After the recce – and taking on the challenge of doing things totally differently – we drew up a list of dos and don’ts.

The ‘do’ list was simple: try to record what it is like to be in the bay making the decisions when medical staff are fighting to save someone’s life, and film it in a way that catches the kinetic energy and cohesion of multiple staff working in concert on one patient.

On the ‘don’t’ list were many of the techniques and staples that we as doc-makers rely on: no tripods, lights, fixed rigs, GoPros, GVs (as far as possible), exteriors, sit-down interviews, narrator’s voice, minor cases, waiting room banter, NHS funding – or Brexit.

That was the plan. But, as anyone who has been in a Resus area at full stretch will know, it is disorientating, scary, loud and busy – and then, suddenly, there will be islands of calm. We learned to adjust, to wait and see, to capture the lulls amid the focus and seeming chaos.

The core unit on location was two shooting teams, a consents producer and a series producer. We decided early on that the team that started a case would film it to completion – including overnight surgery, if necessary.

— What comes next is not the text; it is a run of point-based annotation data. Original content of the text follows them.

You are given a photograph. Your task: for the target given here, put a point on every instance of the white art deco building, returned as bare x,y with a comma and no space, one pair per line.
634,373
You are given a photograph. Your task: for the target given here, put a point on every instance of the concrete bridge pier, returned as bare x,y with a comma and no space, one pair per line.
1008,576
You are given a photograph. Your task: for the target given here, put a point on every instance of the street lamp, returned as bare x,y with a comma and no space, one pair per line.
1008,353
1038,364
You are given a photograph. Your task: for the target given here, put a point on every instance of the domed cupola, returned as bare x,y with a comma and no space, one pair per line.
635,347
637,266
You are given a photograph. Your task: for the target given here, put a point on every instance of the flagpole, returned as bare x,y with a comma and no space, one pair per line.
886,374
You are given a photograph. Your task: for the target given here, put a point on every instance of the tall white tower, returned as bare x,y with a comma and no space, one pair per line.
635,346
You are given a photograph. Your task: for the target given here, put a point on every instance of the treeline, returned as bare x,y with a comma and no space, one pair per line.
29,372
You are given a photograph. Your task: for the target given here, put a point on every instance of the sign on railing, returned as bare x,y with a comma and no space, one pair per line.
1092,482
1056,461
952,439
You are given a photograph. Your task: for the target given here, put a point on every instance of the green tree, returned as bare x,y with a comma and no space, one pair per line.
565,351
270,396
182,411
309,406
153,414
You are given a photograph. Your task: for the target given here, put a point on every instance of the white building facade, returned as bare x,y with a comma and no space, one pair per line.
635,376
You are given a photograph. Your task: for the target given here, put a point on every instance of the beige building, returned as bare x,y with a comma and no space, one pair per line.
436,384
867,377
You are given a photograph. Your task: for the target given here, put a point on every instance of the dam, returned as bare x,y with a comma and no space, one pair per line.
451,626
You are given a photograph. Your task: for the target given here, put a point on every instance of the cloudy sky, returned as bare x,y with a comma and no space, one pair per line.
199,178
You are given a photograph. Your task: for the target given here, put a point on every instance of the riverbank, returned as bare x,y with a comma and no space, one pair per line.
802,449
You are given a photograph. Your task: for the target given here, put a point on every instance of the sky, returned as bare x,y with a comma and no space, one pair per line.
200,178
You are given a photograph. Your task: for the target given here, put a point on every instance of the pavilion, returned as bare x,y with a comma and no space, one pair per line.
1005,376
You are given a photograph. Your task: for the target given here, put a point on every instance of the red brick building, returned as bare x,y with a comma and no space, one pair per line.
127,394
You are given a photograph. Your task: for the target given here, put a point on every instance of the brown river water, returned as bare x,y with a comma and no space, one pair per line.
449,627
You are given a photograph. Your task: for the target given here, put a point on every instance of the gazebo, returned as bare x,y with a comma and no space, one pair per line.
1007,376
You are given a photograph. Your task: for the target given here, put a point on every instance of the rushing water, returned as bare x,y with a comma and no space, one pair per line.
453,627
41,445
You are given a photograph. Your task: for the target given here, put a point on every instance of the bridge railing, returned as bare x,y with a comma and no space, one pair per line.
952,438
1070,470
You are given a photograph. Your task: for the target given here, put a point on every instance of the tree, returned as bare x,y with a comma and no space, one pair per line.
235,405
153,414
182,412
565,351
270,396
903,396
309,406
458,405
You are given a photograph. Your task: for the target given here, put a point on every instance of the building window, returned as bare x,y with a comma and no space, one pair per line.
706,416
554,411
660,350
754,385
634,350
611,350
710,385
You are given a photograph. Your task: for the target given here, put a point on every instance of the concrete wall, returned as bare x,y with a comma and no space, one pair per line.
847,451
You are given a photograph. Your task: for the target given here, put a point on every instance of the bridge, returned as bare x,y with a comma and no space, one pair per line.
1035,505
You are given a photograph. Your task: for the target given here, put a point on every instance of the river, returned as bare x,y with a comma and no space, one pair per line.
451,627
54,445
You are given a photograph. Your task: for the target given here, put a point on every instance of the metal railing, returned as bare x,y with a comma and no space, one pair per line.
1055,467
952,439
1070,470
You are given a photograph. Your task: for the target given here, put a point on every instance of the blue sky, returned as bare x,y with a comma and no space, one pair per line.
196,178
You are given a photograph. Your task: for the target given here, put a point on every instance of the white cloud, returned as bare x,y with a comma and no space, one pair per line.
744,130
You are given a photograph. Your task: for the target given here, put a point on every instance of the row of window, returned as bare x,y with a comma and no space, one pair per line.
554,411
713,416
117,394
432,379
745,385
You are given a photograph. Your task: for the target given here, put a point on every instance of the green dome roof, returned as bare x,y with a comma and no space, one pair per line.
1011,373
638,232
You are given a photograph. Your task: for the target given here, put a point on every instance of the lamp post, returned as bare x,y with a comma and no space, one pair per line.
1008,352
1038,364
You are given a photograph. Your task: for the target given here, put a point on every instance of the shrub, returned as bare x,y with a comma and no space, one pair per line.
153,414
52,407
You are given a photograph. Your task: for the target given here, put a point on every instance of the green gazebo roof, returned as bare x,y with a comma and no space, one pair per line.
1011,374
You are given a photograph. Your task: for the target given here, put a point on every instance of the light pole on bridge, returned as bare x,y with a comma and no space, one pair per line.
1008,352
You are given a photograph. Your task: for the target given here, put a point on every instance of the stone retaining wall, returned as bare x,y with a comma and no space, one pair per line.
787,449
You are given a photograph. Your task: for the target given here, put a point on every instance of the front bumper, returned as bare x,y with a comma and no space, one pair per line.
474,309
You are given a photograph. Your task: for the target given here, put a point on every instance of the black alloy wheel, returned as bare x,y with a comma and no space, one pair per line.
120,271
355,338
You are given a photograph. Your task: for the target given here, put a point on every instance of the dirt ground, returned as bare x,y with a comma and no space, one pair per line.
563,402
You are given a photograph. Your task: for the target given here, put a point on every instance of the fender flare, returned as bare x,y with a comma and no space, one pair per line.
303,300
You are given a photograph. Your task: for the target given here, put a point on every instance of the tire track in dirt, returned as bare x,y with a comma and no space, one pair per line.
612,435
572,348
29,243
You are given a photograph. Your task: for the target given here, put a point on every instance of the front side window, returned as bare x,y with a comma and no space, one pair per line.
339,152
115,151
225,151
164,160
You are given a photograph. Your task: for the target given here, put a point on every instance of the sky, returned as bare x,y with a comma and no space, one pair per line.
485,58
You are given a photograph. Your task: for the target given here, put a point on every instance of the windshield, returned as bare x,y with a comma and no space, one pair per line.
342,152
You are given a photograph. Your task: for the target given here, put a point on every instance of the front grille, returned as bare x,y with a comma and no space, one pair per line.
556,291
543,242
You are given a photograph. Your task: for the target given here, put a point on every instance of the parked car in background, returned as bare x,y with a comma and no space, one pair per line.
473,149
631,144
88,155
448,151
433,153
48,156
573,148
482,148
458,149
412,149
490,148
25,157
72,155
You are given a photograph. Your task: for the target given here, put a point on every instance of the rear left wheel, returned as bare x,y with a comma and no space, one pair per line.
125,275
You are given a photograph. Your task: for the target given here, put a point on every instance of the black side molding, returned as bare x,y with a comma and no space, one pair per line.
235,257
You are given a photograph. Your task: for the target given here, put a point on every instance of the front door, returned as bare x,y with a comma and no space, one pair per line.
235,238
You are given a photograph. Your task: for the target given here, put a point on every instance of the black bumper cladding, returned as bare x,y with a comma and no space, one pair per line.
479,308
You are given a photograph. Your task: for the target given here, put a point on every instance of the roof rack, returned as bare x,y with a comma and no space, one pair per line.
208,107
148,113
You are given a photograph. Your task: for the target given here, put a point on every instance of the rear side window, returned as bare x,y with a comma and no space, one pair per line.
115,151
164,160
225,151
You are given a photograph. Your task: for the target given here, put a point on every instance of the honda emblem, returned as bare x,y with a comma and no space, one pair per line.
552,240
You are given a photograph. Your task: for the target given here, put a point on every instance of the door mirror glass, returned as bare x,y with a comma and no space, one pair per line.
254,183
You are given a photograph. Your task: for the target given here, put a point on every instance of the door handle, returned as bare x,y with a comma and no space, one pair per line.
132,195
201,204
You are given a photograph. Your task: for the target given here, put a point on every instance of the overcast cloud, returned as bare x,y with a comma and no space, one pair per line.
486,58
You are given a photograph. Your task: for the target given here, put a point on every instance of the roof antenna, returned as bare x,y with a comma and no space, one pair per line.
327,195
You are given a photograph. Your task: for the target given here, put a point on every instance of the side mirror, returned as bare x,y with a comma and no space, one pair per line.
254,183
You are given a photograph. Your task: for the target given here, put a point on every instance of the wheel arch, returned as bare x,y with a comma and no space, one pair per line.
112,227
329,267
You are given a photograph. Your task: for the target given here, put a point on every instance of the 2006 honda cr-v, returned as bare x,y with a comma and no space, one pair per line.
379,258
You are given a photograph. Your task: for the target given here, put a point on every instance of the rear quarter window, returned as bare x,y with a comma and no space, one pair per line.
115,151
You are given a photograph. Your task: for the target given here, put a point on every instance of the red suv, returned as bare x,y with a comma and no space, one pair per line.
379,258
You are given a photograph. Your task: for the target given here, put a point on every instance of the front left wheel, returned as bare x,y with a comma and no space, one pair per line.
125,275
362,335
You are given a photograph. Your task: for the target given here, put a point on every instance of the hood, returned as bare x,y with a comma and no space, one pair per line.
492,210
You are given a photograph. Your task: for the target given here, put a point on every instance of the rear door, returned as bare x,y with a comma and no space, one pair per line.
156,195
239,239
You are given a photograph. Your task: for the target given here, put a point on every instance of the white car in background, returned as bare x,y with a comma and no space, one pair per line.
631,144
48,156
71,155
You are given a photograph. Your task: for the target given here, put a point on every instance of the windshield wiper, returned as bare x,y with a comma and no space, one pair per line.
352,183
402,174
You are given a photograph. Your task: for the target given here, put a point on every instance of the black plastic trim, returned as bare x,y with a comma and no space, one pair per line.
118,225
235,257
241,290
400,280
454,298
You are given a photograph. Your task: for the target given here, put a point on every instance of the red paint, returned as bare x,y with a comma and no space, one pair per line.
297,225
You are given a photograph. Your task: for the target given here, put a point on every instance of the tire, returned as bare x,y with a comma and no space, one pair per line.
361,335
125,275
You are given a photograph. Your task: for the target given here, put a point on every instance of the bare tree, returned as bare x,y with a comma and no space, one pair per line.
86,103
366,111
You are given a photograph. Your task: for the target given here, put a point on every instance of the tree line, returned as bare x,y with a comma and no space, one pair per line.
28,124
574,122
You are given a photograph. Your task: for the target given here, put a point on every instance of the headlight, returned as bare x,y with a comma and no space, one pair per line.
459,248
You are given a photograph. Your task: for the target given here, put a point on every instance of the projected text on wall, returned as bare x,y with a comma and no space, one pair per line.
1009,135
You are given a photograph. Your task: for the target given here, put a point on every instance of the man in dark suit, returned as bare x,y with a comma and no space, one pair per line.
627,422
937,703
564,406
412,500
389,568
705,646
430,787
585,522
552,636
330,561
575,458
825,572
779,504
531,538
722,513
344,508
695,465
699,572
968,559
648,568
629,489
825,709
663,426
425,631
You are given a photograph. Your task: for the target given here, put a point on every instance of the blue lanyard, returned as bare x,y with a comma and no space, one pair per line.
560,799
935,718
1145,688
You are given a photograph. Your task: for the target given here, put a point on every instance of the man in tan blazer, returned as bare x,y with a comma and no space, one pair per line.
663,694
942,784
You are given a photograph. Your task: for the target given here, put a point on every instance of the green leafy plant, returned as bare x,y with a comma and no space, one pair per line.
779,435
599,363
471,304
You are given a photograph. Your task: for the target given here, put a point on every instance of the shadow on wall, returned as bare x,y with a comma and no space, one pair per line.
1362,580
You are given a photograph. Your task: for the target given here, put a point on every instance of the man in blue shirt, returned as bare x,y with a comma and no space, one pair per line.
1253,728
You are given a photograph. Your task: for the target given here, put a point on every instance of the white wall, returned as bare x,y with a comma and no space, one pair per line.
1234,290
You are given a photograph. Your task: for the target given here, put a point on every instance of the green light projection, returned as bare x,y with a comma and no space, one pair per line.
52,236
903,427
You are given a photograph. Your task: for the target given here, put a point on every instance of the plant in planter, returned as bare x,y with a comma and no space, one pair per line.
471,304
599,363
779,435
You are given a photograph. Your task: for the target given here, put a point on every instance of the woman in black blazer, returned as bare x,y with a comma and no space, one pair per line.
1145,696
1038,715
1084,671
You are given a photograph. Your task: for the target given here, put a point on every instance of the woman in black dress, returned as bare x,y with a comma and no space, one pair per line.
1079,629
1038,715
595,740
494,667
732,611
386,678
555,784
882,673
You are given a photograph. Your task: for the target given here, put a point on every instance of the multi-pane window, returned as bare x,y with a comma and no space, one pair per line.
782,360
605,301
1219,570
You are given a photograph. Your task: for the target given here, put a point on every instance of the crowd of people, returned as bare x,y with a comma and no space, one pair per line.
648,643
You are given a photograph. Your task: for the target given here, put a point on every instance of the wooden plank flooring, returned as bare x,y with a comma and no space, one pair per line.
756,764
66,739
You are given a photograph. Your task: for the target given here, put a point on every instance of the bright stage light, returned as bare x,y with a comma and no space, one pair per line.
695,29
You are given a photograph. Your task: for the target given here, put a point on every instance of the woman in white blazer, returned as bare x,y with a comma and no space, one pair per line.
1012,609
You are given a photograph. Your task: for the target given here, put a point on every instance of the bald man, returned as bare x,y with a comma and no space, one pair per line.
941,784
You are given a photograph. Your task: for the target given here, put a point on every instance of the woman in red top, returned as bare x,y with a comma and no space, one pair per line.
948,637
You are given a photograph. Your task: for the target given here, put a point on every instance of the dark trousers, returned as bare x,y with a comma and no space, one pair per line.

We all needed to be adaptable, and we would often run along endless corridors as patients were transferred from one part of the hospital to another. We realised that this gave an incredible energy and intimacy to our rushes – and, in any case, we didn’t have enough resources to have two teams film one story.

It took confidence to stick to our guns, because at the back of our minds was the question: what is happening elsewhere? Traumas don’t fit into neat schedules. There were times when nothing much happened, and we felt as if we wouldn’t manage to fill our screen time. Then there were others when so much was going on that we couldn’t capture it all.

Through the ups and the downs, we learned that what we had to do was stick to our plan: tell the stories we had and never abandon one halfway through for another. The last thing we wanted was a big bag of half-completed stories.

Over the weeks, we realised that having a small team worked in our favour. We got to know the staff well, and I like to think that they trusted us.

We did what we said we were going to do, believed in what we were doing, and didn’t ask them about things that weren’t relevant to our project when the camera was rolling.

We were very lucky in our choice of hospital. Almost without exception, the staff were friendly and helpful. The vast majority consented to being filmed and were brilliant at relaying their experiences. Most of our patients or their families also agreed to have their treatment filmed.

Our films have captured the often harrowing but extraordinary details of what it takes to save a life in an emergency. It’s up close and personal: there are heart attacks, blood is spilled, organs are removed, tumours get excised and tears are dabbed away.

We saw things that everyone on the team will never forget. But that just left us more awestruck by the skill and dedication of the staff for whom this is a life-long career and not a shoot. It made us even more determined to do their story justice. I hope we have.